Each editing event was supplied with essential information recovered from miRBase (v22), including the relative position within pre-miRNA and mature miRNA, genomic position, and pre-miRNA region (5′- or 3′-arm, or loop region). For editing events occurring outside the pre-miRNA sequence, we adopted the notation “pri-miRNA.” Editing events were then enriched with metadata manually collected from selected publications. Overall, we extracted eight different information types: detection/validation method, experiment type, biological source, correspondent condition (adverse or normal), comparison (pathological vs. physiological condition), editing level, enzyme affinity, and functional characterization.

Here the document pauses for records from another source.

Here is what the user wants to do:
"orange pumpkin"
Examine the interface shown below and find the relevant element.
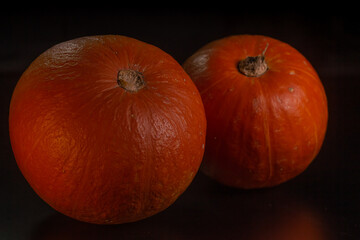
[9,35,206,224]
[183,35,328,188]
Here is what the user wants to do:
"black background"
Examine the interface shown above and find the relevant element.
[0,6,360,240]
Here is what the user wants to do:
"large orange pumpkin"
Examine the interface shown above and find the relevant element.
[183,35,328,188]
[9,35,206,224]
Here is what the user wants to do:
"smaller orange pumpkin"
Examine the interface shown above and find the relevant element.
[183,35,328,188]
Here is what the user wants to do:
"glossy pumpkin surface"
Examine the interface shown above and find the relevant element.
[183,35,328,188]
[9,35,206,224]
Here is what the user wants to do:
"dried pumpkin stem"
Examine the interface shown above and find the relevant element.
[238,44,269,77]
[117,69,145,92]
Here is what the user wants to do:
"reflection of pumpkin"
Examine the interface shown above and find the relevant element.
[9,36,206,224]
[183,35,328,188]
[245,204,329,240]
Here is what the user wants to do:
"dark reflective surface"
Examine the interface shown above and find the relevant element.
[0,9,360,240]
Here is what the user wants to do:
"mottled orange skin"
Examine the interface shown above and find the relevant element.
[9,35,206,224]
[183,35,328,188]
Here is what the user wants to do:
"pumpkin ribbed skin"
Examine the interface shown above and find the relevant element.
[9,35,206,224]
[183,35,328,188]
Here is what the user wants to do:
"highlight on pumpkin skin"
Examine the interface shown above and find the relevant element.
[9,35,206,224]
[183,35,328,189]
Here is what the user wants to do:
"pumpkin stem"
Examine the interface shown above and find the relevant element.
[117,69,145,92]
[238,44,269,77]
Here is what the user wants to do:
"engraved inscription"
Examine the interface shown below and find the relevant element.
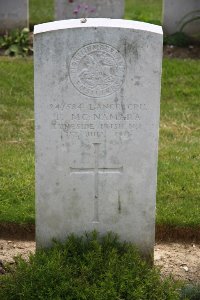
[49,101,146,142]
[70,43,126,98]
[70,143,123,223]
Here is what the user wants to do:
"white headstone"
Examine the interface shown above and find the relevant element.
[163,0,200,35]
[0,0,29,32]
[55,0,124,20]
[34,19,162,255]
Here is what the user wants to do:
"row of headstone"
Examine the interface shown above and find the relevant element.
[0,0,200,35]
[0,0,29,32]
[34,18,163,258]
[0,0,124,32]
[163,0,200,35]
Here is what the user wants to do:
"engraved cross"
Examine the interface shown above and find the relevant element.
[70,143,123,223]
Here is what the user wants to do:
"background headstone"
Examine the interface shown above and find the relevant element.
[163,0,200,35]
[34,19,162,256]
[55,0,124,20]
[0,0,29,32]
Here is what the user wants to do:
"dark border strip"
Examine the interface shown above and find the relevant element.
[0,223,200,243]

The “detection method” does not specify the method adopted by authors to identify miRNA editing events. Instead, it indicates which kind of methodological approach (targeted, wide-transcriptome, or both) the authors selected for editing detection. Only in two cases, the method has been specified to highlight particularly sensitive and innovative approaches, i.e., miR-mmPCR-seq^15,48 and RIP-seq⁴⁹.

The “validation method” refers to methods confirming sequencing data, especially those obtained by wide-transcription approaches, including enzyme knock-down (only ADAR in the current version), knock-out, differential expression, and modification-specific enzymatic cleavage⁵⁰.

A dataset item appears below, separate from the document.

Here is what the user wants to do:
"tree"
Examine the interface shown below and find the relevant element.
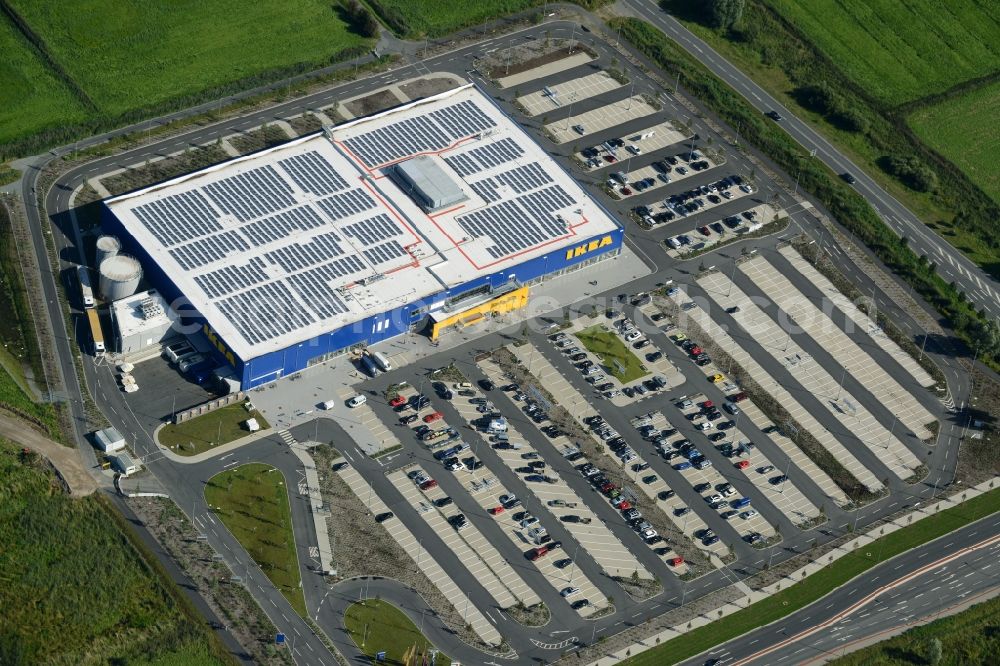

The “experiment type” specifies whether, in a particular study, individual editing events were identified in vitro, in vivo, or ex vivo. Editing events obtained by analyzing small RNA-seq data from The Cancer Genome Atlas (TCGA)⁵¹ or Genotype-Tissue Expression (GTEx) atlas⁵² were considered as detected in vivo. Editing events obtained by analyzing sequence libraries from the Sequence Read Archive (SRA) database⁵³ were considered as detected in vitro, in vivo, or ex vivo depending on the library derivation.

The “pathological condition” specifies whether a miRNA editing event was detected in one or multiple diseases. For a given study, physiological and pathological conditions were compared to whether editing levels for an individual miRNA were simultaneously available for both conditions.

In studies with multiple editing level values per miRNA editing site, we considered only the minimum and maximum values, rounding them up by multiples of five (e.g., editing levels of 21.1% and 44% were rounded up to 20% and 45%, respectively). Whether a single value was reported for an individual miRNA, this was rounded, creating an interval of 5% (e.g., if a study reported the editing level as 13% for a specific editing site, the editing level was presented as “from 10% to 15%”).

Information concerning enzyme affinity (only ADARs in the current version) was retrieved whether authors carried out enzyme-transfection experiments causing enzyme overexpression. Finally, we annotated all the functionally characterized editing events with information regarding their specific biological function. In the event of functional re-targeting, validation methods were reported along with the set of validated lost and gained targets.

Sequence logo generation

Sequence logos present in Supplementary Fig. 4 were generated by using ggseqlogo function from ggseqlogo R package (v0.1).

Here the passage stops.